Pearl's gifts of form and feature were her only attraction, he presumed, as had been the case with those other girls he had met. When she opened her pretty lips it was often to use expressions and terms of speech which amused him but which seemed to imply that Pearl was of another world than his.

So little Pearl's attraction for the new boarder remained of small consequence, after all. He was polite to her, as he was to Mrs. Petty. But he noted Tom's hobbledehoy attentions to the girl, and merely shrugged his shoulders.

Yet Helmford could not keep his gaze from following her. She had a purely physical attraction for him; Helmford was too much of a gentleman to build any closer fellowship with the girl upon such an unstable foundation.

Cap'n Jonah, shrewd as he was in his judgment of human beings, could not fully appreciate Helmford's feelings. He liked the young fellow from the first time he had met him at Cap'n Abe's store. He thought Pearl deserved a much better "fellow," as the term was, than Tom Petty. He saw no incongruity in the idea of this man from the outside world and little Pearl being mutually attracted to each other.

In truth, there was a matchmaking streak in Cap'n Jonah's character.

After supper Helmford started out on some adventure of his own and Cap'n Jonah excused himself from the family with the intention of going to his room. As he started for the front hall Sarah Petty cleared her throat.
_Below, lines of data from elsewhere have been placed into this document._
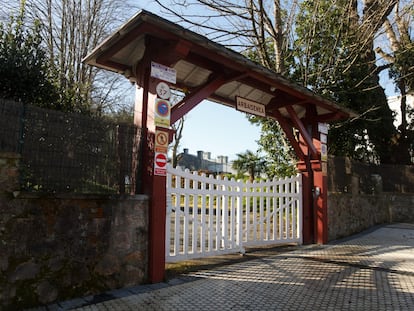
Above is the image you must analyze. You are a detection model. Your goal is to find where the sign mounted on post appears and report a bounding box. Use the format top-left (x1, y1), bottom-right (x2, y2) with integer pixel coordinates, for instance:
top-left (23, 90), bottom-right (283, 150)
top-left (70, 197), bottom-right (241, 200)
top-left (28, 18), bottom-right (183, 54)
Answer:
top-left (154, 152), bottom-right (168, 176)
top-left (236, 96), bottom-right (266, 117)
top-left (151, 62), bottom-right (177, 84)
top-left (154, 98), bottom-right (171, 128)
top-left (155, 82), bottom-right (171, 99)
top-left (155, 129), bottom-right (169, 153)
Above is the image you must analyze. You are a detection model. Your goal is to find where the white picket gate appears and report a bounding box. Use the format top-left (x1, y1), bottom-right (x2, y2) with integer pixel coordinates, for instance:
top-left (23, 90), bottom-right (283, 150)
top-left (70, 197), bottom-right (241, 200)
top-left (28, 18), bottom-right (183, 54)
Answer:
top-left (166, 166), bottom-right (302, 262)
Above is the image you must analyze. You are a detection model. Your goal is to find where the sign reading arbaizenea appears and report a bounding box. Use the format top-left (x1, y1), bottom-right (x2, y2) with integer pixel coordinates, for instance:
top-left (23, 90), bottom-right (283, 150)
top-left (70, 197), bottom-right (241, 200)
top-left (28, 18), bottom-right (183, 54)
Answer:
top-left (236, 96), bottom-right (266, 117)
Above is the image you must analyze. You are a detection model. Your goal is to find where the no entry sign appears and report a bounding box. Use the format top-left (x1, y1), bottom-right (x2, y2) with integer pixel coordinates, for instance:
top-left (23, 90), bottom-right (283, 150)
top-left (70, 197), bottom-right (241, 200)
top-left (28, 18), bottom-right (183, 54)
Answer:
top-left (154, 152), bottom-right (168, 176)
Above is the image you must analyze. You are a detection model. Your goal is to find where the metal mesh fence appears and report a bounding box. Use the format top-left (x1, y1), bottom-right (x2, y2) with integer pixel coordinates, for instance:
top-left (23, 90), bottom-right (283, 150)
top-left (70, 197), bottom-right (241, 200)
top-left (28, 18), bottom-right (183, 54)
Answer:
top-left (0, 100), bottom-right (140, 193)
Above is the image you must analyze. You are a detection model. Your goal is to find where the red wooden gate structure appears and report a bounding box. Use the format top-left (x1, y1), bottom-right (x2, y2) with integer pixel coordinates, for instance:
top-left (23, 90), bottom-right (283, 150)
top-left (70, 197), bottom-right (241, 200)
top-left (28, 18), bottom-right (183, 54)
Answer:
top-left (84, 11), bottom-right (352, 282)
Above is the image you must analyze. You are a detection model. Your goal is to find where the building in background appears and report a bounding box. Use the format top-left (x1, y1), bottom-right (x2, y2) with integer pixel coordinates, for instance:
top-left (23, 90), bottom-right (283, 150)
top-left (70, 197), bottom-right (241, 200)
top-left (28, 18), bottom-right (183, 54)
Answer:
top-left (388, 93), bottom-right (414, 128)
top-left (177, 148), bottom-right (237, 174)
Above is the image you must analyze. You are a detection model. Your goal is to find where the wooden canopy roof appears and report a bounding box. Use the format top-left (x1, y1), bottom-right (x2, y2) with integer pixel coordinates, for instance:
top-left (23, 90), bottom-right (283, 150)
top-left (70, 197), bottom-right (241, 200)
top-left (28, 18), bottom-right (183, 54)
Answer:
top-left (84, 11), bottom-right (352, 123)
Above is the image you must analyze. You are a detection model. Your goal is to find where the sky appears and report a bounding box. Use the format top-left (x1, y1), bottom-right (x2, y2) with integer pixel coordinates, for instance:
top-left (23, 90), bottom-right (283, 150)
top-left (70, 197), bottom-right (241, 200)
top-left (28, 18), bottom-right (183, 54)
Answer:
top-left (180, 101), bottom-right (260, 160)
top-left (133, 1), bottom-right (394, 160)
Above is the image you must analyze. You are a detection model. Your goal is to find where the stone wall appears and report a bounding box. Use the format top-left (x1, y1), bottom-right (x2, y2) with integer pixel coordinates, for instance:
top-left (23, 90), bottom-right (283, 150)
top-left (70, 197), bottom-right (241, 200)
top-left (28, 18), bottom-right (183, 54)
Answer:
top-left (0, 154), bottom-right (148, 310)
top-left (328, 158), bottom-right (414, 241)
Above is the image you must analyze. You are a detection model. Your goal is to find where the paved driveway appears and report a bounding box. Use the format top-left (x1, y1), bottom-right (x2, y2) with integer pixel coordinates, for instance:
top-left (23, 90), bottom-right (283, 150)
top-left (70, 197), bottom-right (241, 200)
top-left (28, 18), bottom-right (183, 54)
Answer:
top-left (29, 224), bottom-right (414, 311)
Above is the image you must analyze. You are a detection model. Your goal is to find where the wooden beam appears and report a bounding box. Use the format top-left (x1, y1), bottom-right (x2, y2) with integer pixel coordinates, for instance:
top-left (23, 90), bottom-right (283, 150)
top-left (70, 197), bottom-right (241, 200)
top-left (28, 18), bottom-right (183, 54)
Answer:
top-left (170, 75), bottom-right (227, 124)
top-left (285, 106), bottom-right (318, 157)
top-left (273, 110), bottom-right (305, 161)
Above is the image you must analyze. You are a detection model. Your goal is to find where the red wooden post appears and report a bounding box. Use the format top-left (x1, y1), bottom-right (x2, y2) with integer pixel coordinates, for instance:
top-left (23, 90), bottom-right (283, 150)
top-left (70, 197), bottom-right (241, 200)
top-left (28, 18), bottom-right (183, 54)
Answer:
top-left (313, 169), bottom-right (328, 244)
top-left (134, 72), bottom-right (167, 283)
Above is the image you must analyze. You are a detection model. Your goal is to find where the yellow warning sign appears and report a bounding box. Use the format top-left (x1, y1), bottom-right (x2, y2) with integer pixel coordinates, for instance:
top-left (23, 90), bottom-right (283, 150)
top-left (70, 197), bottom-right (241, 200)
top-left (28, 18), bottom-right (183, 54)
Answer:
top-left (154, 98), bottom-right (171, 127)
top-left (155, 129), bottom-right (169, 153)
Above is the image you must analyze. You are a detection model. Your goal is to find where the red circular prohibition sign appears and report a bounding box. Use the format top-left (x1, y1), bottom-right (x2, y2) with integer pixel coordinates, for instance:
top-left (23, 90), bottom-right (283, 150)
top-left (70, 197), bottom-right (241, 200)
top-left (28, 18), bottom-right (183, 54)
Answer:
top-left (155, 153), bottom-right (167, 168)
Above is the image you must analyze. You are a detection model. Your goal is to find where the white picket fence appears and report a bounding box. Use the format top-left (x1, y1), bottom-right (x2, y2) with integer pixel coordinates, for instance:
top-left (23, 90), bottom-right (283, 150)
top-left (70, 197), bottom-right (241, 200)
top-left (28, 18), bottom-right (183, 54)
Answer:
top-left (166, 166), bottom-right (302, 262)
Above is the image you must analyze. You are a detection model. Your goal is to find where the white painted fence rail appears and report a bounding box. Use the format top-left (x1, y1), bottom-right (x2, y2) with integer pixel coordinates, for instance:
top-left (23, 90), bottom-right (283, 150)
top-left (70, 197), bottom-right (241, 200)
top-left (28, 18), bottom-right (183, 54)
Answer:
top-left (166, 166), bottom-right (302, 262)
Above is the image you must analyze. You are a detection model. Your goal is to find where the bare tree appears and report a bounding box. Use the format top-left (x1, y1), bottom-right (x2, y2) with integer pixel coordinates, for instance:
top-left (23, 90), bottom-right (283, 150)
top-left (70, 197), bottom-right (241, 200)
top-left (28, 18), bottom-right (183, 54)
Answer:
top-left (4, 0), bottom-right (137, 114)
top-left (155, 0), bottom-right (298, 73)
top-left (375, 3), bottom-right (414, 164)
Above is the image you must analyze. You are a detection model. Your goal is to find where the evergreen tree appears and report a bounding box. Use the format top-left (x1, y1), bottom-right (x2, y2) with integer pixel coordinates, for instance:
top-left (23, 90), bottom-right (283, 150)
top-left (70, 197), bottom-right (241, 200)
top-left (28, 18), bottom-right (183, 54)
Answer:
top-left (233, 150), bottom-right (266, 182)
top-left (0, 2), bottom-right (64, 110)
top-left (295, 0), bottom-right (395, 163)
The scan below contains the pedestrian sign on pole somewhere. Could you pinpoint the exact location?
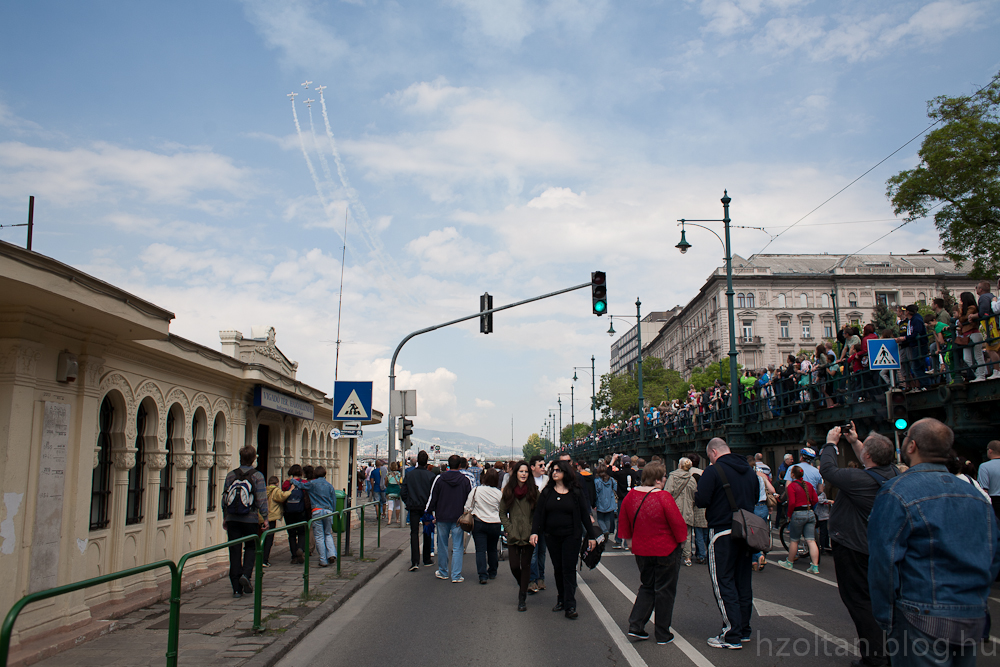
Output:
[868,338,899,371]
[333,382,372,421]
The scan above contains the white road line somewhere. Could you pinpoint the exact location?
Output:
[596,563,715,667]
[767,560,840,588]
[577,579,649,667]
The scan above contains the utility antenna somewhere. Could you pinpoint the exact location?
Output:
[334,211,348,382]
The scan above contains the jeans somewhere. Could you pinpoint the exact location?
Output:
[886,609,979,667]
[226,521,260,593]
[409,510,434,565]
[545,535,581,609]
[507,543,535,595]
[313,510,337,565]
[437,521,465,581]
[472,518,502,581]
[531,533,545,581]
[833,541,887,667]
[752,502,771,563]
[708,528,753,644]
[628,547,681,641]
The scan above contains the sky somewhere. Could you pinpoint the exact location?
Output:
[0,0,1000,445]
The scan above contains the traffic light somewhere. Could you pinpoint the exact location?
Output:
[399,417,413,442]
[479,292,493,333]
[590,271,608,317]
[885,389,910,431]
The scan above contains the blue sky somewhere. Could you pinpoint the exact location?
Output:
[0,0,1000,444]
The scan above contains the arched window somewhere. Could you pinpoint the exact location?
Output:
[184,411,201,516]
[156,410,177,521]
[125,403,146,525]
[90,396,115,530]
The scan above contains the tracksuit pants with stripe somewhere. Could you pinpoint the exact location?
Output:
[708,528,753,644]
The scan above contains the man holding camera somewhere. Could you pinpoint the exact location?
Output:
[820,422,899,667]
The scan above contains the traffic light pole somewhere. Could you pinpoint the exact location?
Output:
[388,282,596,463]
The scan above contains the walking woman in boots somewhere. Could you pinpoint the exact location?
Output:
[500,461,544,611]
[531,461,600,619]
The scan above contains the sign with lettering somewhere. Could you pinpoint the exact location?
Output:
[253,384,315,420]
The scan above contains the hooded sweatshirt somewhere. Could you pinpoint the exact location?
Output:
[427,470,472,523]
[694,453,760,530]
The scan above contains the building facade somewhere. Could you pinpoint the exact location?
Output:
[643,253,976,376]
[0,242,381,643]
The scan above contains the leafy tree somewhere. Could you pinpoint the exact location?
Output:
[886,73,1000,279]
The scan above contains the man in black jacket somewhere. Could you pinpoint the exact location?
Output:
[820,422,899,667]
[399,449,434,572]
[694,438,760,650]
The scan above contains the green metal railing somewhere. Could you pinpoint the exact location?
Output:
[0,560,180,667]
[0,494,382,667]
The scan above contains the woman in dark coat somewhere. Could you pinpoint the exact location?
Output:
[530,461,599,619]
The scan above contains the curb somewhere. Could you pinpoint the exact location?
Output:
[242,547,403,667]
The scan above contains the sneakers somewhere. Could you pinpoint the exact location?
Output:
[708,635,743,651]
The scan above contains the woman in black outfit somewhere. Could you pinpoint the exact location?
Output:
[529,461,599,618]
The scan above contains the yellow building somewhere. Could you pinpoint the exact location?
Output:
[0,242,382,643]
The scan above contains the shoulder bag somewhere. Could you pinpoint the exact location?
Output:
[458,487,479,533]
[715,464,771,553]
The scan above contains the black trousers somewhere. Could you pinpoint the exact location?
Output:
[545,534,583,609]
[708,528,753,644]
[410,510,434,565]
[628,546,681,641]
[285,512,309,559]
[226,521,260,592]
[833,540,888,665]
[507,542,535,595]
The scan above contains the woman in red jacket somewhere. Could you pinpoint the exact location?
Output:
[618,461,688,644]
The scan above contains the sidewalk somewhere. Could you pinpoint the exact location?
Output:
[10,519,410,667]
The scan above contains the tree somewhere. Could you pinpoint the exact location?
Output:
[886,73,1000,279]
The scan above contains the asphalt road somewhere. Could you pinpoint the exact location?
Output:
[279,544,1000,667]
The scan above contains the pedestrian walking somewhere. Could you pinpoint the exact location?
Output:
[499,461,538,611]
[465,468,501,584]
[531,461,600,619]
[222,445,269,598]
[399,449,434,572]
[695,438,760,650]
[619,459,690,644]
[868,418,1000,667]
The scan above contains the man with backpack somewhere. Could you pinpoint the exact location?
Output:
[281,463,312,565]
[820,422,899,667]
[222,445,269,598]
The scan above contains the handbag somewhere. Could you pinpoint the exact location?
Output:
[716,465,771,553]
[458,488,479,533]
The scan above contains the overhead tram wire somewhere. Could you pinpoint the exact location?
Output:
[743,72,993,268]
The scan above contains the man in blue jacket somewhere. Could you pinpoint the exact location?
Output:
[694,438,760,650]
[427,454,472,584]
[868,418,1000,667]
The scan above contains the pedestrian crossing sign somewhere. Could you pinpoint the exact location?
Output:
[868,338,899,371]
[333,382,372,421]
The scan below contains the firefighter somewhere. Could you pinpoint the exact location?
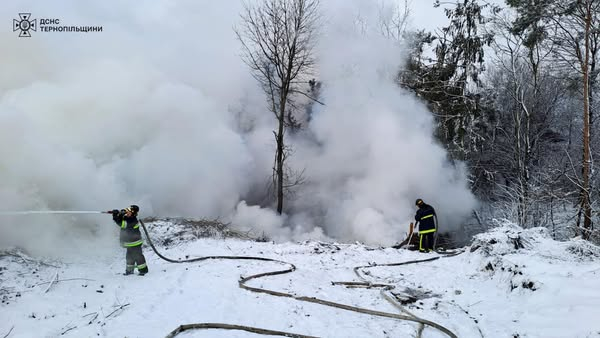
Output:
[415,198,437,252]
[111,205,148,276]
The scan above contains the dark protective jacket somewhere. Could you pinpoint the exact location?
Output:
[113,210,144,248]
[415,203,436,234]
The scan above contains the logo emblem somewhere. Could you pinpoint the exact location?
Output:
[13,13,37,37]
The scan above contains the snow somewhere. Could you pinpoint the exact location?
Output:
[0,222,600,338]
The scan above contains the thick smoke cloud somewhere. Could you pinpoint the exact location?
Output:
[0,1,473,252]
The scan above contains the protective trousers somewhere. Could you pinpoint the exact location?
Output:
[419,232,435,252]
[125,245,148,274]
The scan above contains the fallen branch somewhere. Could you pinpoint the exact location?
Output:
[166,323,316,338]
[104,303,129,319]
[60,326,77,336]
[44,270,58,293]
[2,325,15,338]
[33,278,94,286]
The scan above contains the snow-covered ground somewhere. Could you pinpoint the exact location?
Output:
[0,224,600,338]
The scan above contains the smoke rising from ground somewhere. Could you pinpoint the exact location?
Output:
[0,1,474,255]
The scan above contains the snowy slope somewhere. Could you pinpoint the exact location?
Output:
[0,224,600,337]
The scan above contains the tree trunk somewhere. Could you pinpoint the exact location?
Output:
[275,99,285,215]
[581,4,592,239]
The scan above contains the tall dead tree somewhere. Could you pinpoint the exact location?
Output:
[236,0,319,214]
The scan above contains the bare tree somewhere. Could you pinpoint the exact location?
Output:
[379,0,412,41]
[508,0,600,238]
[236,0,319,214]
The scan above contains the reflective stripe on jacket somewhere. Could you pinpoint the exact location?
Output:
[113,214,144,248]
[415,204,436,234]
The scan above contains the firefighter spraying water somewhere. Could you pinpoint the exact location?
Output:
[0,205,148,276]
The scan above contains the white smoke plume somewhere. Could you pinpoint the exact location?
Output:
[0,0,474,252]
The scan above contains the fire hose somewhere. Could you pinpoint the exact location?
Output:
[0,210,458,338]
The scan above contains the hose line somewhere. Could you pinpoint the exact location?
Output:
[139,221,458,338]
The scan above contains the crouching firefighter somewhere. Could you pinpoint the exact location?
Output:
[415,198,437,252]
[111,205,148,276]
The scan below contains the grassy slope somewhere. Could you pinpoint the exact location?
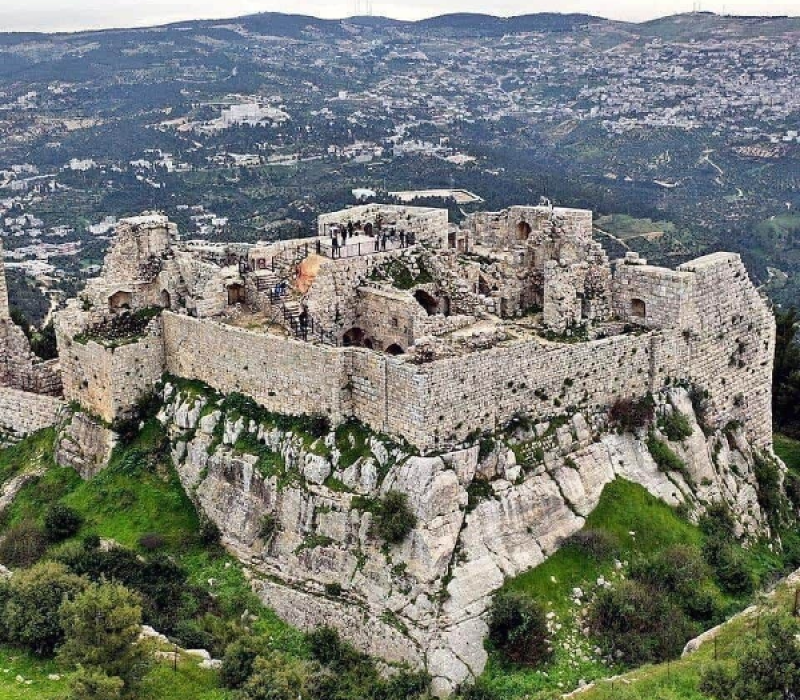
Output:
[484,480,778,700]
[0,423,305,700]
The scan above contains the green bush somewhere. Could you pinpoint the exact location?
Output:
[374,491,417,544]
[0,520,47,569]
[564,529,620,561]
[647,433,686,473]
[0,562,87,655]
[703,537,755,596]
[589,581,697,665]
[44,503,83,542]
[658,409,693,442]
[325,581,342,598]
[608,394,655,433]
[67,667,125,700]
[489,591,553,666]
[58,583,152,694]
[241,652,316,700]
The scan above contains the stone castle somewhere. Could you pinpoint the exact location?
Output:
[0,204,775,695]
[0,204,774,452]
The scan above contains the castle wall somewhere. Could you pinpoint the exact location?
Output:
[678,253,775,446]
[58,319,165,423]
[612,255,694,328]
[409,332,676,449]
[163,312,345,422]
[0,387,66,438]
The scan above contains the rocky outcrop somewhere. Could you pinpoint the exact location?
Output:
[55,412,118,479]
[160,386,766,696]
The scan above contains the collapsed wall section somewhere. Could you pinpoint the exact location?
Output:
[0,387,66,439]
[163,312,345,423]
[58,318,165,423]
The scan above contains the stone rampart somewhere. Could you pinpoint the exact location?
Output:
[0,387,66,438]
[163,312,345,422]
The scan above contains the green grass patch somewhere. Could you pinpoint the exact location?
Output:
[773,433,800,474]
[483,479,703,700]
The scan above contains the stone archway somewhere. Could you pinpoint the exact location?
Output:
[342,326,372,348]
[228,282,245,306]
[414,289,439,316]
[517,221,532,241]
[108,289,133,311]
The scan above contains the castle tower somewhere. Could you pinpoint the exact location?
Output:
[0,241,11,321]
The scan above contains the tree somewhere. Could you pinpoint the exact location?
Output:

"Ahem! You'll git to your room a sight easier if you take the back stairs, Uncle Jonah. I had to let Mr. Helmford have that best room, as I told you I should. I've put your chist and things in the room overhead."

"Whatever!" ejaculated Cap'n Jonah under his breath. Then: "Wal, if that's the best you can do, Niece Sarah, I s'pose I'll haf to abide by it. But I was mighty comfort'ble in that other berth."

"We're poor folks, Uncle Jonah," said Sarah Petty with decision. "As you don't feel able to afford to pay full price, course I had to better myself if I could. You won't be in your room much anyway, so I guess you won't mind."

Cap'n Jonah took a reflective pinch of snuff, shut the silver snuff box with a snap, and went up to bed without further word. Orrin Petty leaned forward with an expression of doubt upon his avaricious face.

"I dunno but you air makin' a mistake, Sarah," he whispered. "If he _should_ be rich----"

"Then let him pay me decent board," snapped Sarah. "I give him hints enough. This Mr. Helmford, comin' as he has, is providential--nothin' less. Uncle Jonah might's well know, first as last, that he can't get the best of ev'rything for no pauper's pence. No, sir!" and she straightened her shoulders and tossed her head with determination.

"But s'pose he has got that old note, Sarah?" suggested Orrin.

"It'll be time enough to worry, I've decided, when he produces it. If he's rollin' in wealth, why don't he show some of it? He may have a fortune, or he may not. He ain't free to speak of it, it seems. You can talk as you please, Orrin Petty; anybody who has money is bound to brag about it. And the more they have the more they brag--one way or another. Cap'n Jonah Hand ain't let out a yip about his fortune, so fur as I know."